La décision avait en réalité pour but de compromettre tout projet de réinstallation des Chagossiens en les privant de leur seul moyen de subsistance : la pêche. Sans surprise, la République de Maurice conteste la création de cette aire marine protégée devant le Tribunal international du droit de la mer, considérant que l’initiative britannique lui dénie les droits accordés pour l’exploitation des ressources des Chagos. La sentence arbitrale du 18 mars 2015 conclut que le Royaume-Uni a violé les engagements pris à Lancaster House à l’égard de Maurice et annule la création de l’aire marine protégée. Mais, s’il reconnaît une asymétrie dans les relations entre les trois pays concernés, le tribunal évite d’aborder sur le fond la question de la souveraineté et de reconnaître à la République de Maurice le statut d’État côtier ( [7]).
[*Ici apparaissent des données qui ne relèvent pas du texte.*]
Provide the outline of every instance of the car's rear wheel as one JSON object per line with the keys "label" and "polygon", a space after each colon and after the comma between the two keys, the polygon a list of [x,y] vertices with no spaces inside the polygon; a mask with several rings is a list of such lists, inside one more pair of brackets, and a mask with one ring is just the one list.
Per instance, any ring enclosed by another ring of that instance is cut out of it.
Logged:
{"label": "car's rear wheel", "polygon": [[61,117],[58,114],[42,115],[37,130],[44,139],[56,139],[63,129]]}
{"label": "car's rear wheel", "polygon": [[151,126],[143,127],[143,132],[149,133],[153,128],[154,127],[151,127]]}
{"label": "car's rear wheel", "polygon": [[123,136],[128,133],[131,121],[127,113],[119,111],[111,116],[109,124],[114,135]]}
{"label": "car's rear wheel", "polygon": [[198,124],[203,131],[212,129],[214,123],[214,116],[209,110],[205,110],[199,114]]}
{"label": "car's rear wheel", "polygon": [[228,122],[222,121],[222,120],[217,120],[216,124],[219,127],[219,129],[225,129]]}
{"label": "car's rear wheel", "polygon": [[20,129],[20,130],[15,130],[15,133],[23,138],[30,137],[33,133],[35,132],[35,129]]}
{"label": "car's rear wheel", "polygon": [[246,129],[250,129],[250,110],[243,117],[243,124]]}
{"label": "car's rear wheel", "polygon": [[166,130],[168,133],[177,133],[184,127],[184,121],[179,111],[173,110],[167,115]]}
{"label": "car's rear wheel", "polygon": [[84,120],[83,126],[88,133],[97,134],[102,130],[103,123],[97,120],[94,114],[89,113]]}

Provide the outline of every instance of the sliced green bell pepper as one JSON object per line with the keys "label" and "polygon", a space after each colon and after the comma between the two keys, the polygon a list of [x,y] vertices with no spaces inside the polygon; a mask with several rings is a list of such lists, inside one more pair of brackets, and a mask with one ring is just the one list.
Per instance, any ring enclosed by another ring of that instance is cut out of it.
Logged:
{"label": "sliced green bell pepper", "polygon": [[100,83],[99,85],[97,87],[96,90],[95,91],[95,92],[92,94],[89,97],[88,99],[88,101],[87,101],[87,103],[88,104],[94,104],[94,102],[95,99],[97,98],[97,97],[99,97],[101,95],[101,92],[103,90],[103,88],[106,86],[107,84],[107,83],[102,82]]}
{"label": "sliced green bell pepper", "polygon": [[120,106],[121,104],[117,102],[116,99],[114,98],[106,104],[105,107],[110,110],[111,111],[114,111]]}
Soutien des pays du Sud aux Nations unies
Face à cette situation de blocage, Maurice décide d’internationaliser la question. Dès 1965, l’Assemblée générale des Nations unies avait condamné le détachement de l’archipel des Chagos et demandé à Londres de ne prendre « aucune mesure qui démembrerait le territoire de l’île Maurice et violerait son intégrité territoriale ». En juin 2017, elle décide par 94 voix pour, 15 contre et 65 abstentions de demander un avis consultatif à la Cour internationale de justice ( [8]) : un « précédent terrible », selon le représentant du Royaume-Uni. La cour devra dire « si le processus de décolonisation a été validement mené à bien lorsque Maurice a obtenu son indépendance en 1968 » et établir les conséquences en droit international du maintien de l’archipel sous l’administration du Royaume-Uni, « notamment en ce qui concerne l’impossibilité dans laquelle se trouve Maurice d’y mener un programme de réinstallation pour ses nationaux ». L’analyse de ce vote révèle un soutien significatif de pays majeurs du Sud (Afrique du Sud, Algérie, Arabie saoudite, Argentine, Brésil, Cuba, Égypte, Inde, Malaisie, Nigeria, Pakistan, Philippines et Vietnam). L’opposition à la résolution manifestée par les alliés des États-Unis et du Royaume-Uni (Afghanistan, Australie, Irak, Israël, Japon, Corée du Sud, ainsi que la France, qui a elle aussi « détaché » Mayotte des Comores) était attendue. Les abstentions de la Russie et de la Chine peuvent s’expliquer par les réserves de ces pays à l’égard du recours à la justice internationale pour régler des différends territoriaux, dont ils seraient susceptibles de faire les frais à propos de la Crimée ou d’îles en mer de Chine.
Compte tenu de ses implications géopolitiques et économiques, la question des Chagos dépasse le cadre bilatéral anglo-mauricien, et son issue n’est pas garantie. Pour Londres et Washington, Diego Garcia contribue à la sécurité de la planète et permet de lutter contre les « menaces hybrides » (terrorisme, piraterie, criminalité transnationale) qui pourraient notamment affecter l’accès à la mer Rouge et au Golfe. Cette affaire apparaît ainsi symptomatique de la volonté d’États puissants de faire prévaloir leurs intérêts militaires et financiers sur les droits humains et les droits des peuples.